有关如何导出 TAO 模型的更多详细信息，请参阅 UNet 的导出模型文档。

TensorRT 开源软件 (OSS)

UNet 模型需要 TensorRT OSS 构建，因为几个先决条件的 TensorRT 插件仅在 TensorRT 开源仓库中可用。

如果您的部署平台是带有 NVIDIA GPU 的 x86 PC，请按照x86 上的 TensorRT OSS 说明进行操作；如果您的部署平台是 NVIDIA Jetson，请按照Jetson (ARM64) 上的 TensorRT OSS 说明进行操作。

x86 上的 TensorRT OSS

在 x86 上构建 TensorRT OSS

安装 Cmake (>=3.13)。

注意

TensorRT OSS 需要 cmake >= v3.13，因此如果您的 cmake 版本低于 3.13c，请安装 cmake 3.13

复制
已复制！

            
            sudo apt remove --purge --auto-remove cmake
wget https://github.com/Kitware/CMake/releases/download/v3.13.5/cmake-3.13.5.tar.gz
tar xvf cmake-3.13.5.tar.gz
cd cmake-3.13.5/
./configure
make -j$(nproc)
sudo make install
sudo ln -s /usr/local/bin/cmake /usr/bin/cmake

获取 GPU 架构。GPU_ARCHS 值可以通过 deviceQuery CUDA 示例检索

复制
已复制！

            
            cd /usr/local/cuda/samples/1_Utilities/deviceQuery
sudo make
./deviceQuery

如果您的系统中不存在 /usr/local/cuda/samples，您可以从此 GitHub 仓库下载 deviceQuery.cpp。编译并运行 deviceQuery。

复制
已复制！

            
            nvcc deviceQuery.cpp -o deviceQuery
./deviceQuery

此命令将输出类似这样的内容，这表明基于 CUDA Capability major/minor version，GPU_ARCHS 为 75。

复制
已复制！

            
            Detected 2 CUDA Capable device(s)

Device 0: "Tesla T4"
  CUDA Driver Version / Runtime Version          10.2 / 10.2
  CUDA Capability Major/Minor version number:    7.5

构建 TensorRT OSS

复制
已复制！

            
            git clone -b 21.08 https://github.com/nvidia/TensorRT
cd TensorRT/
git submodule update --init --recursive
export TRT_SOURCE=`pwd`
cd $TRT_SOURCE
mkdir -p build && cd build

注意

确保步骤 2 中的 GPU_ARCHS 在 TensorRT OSS CMakeLists.txt 中。如果 GPU_ARCHS 不在 TensorRT OSS CMakeLists.txt 中，请添加 -DGPU_ARCHS=<VER>，如下所示，其中 <VER> 表示步骤 2 中的 GPU_ARCHS。

复制
已复制！

            
            /usr/local/bin/cmake .. -DGPU_ARCHS=xy  -DTRT_LIB_DIR=/usr/lib/x86_64-linux-gnu/ -DCMAKE_C_COMPILER=/usr/bin/gcc -DTRT_BIN_DIR=`pwd`/out
make nvinfer_plugin -j$(nproc)

构建成功结束后，libnvinfer_plugin.so* 将在 \`pwd\`/out/. 下生成。
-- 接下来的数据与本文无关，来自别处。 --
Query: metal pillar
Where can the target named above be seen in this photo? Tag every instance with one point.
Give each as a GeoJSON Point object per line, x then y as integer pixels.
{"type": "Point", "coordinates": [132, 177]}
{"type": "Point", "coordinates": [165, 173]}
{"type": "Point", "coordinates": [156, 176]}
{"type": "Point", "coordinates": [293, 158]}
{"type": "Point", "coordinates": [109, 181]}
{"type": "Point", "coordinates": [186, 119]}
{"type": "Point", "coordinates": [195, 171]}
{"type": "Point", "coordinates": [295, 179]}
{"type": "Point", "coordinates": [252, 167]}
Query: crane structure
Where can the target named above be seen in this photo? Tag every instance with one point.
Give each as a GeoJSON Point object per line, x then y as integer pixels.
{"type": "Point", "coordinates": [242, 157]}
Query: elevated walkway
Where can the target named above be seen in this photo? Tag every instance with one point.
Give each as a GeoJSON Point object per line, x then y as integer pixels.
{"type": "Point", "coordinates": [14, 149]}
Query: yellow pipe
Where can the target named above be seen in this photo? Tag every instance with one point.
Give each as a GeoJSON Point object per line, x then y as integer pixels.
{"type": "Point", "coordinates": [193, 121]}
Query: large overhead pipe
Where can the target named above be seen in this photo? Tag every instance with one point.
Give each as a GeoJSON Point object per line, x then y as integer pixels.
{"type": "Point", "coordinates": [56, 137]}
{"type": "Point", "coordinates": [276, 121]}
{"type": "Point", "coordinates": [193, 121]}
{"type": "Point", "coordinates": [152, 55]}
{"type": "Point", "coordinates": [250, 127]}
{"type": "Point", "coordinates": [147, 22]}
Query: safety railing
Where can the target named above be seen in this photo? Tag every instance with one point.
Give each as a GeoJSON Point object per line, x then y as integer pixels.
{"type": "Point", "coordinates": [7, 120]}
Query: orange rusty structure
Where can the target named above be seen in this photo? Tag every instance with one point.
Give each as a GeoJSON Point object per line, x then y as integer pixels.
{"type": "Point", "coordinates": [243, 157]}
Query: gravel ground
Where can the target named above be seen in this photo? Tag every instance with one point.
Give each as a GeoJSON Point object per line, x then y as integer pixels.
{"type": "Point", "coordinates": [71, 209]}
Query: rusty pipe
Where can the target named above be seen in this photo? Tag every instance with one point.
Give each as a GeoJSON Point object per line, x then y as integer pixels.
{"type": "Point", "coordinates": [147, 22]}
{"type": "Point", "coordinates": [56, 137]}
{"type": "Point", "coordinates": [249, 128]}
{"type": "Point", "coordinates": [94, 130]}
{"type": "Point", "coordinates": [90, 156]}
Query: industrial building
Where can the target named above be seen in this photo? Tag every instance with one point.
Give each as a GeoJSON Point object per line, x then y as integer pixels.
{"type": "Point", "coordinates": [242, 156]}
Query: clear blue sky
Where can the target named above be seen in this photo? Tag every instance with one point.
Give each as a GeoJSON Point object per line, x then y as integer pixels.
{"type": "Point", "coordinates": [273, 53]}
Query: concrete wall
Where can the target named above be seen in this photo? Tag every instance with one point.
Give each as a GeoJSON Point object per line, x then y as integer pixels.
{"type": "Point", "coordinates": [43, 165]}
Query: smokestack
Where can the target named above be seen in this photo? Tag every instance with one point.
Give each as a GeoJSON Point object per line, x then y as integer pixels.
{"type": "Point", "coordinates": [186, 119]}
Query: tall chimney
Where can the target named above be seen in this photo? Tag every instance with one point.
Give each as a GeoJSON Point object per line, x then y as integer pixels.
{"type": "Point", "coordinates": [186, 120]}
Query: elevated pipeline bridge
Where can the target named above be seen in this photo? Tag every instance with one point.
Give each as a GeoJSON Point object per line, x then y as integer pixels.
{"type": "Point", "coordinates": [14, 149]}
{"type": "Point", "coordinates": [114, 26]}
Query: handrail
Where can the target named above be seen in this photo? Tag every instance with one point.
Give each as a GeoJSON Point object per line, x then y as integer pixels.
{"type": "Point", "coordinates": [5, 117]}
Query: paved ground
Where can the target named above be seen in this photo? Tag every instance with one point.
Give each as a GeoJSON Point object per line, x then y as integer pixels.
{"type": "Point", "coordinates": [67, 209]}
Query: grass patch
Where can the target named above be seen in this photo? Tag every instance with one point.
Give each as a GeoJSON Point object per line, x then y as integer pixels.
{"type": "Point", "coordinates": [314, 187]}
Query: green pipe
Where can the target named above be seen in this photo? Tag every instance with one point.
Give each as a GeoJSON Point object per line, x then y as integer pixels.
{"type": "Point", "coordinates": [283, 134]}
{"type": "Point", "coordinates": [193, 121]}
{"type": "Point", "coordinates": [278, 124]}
替换原始的 libnvinfer_plugin.so*

复制
已复制！

            
            sudo mv /usr/lib/x86_64-linux-gnu/libnvinfer_plugin.so.8.x.y ${HOME}/libnvinfer_plugin.so.8.x.y.bak   // backup original libnvinfer_plugin.so.x.y
sudo cp $TRT_SOURCE/`pwd`/out/libnvinfer_plugin.so.8.m.n  /usr/lib/x86_64-linux-gnu/libnvinfer_plugin.so.8.x.y
sudo ldconfig

Jetson (ARM64) 上的 TensorRT OSS

安装 Cmake (>=3.13)

注意

TensorRT OSS 需要 cmake >= v3.13，而 Jetson/Ubuntu 18.04 上的默认 cmake 是 cmake 3.10.2。

使用以下命令升级 TensorRT OSS

复制
已复制！

            
            sudo apt remove --purge --auto-remove cmake
wget https://github.com/Kitware/CMake/releases/download/v3.13.5/cmake-3.13.5.tar.gz
tar xvf cmake-3.13.5.tar.gz
cd cmake-3.13.5/
./configure
make -j$(nproc)
sudo make install
sudo ln -s /usr/local/bin/cmake /usr/bin/cmake

根据您的平台获取 GPU 架构。下表给出了不同 Jetson 平台的 GPU_ARCHS。

Jetson 平台 GPU_ARCHS

Nano/Tx1 53

Tx2 62

AGX Xavier/Xavier NX 72

构建 TensorRT OSS

复制
已复制！

            
            git clone -b 21.03 https://github.com/nvidia/TensorRT
cd TensorRT/
git submodule update --init --recursive
export TRT_SOURCE=`pwd`
cd $TRT_SOURCE
mkdir -p build && cd build

注意

下面的 -DGPU_ARCHS=72 适用于 Xavier 或 NX，对于其他 Jetson 平台，请参考步骤 2 中的 GPU_ARCHS 更改 72。

复制
已复制！

            
            /usr/local/bin/cmake .. -DGPU_ARCHS=72  -DTRT_LIB_DIR=/usr/lib/aarch64-linux-gnu/ -DCMAKE_C_COMPILER=/usr/bin/gcc -DTRT_BIN_DIR=`pwd`/out
make nvinfer_plugin -j$(nproc)

构建成功结束后，libnvinfer_plugin.so* 将在 ‘pwd’/out/. 下生成。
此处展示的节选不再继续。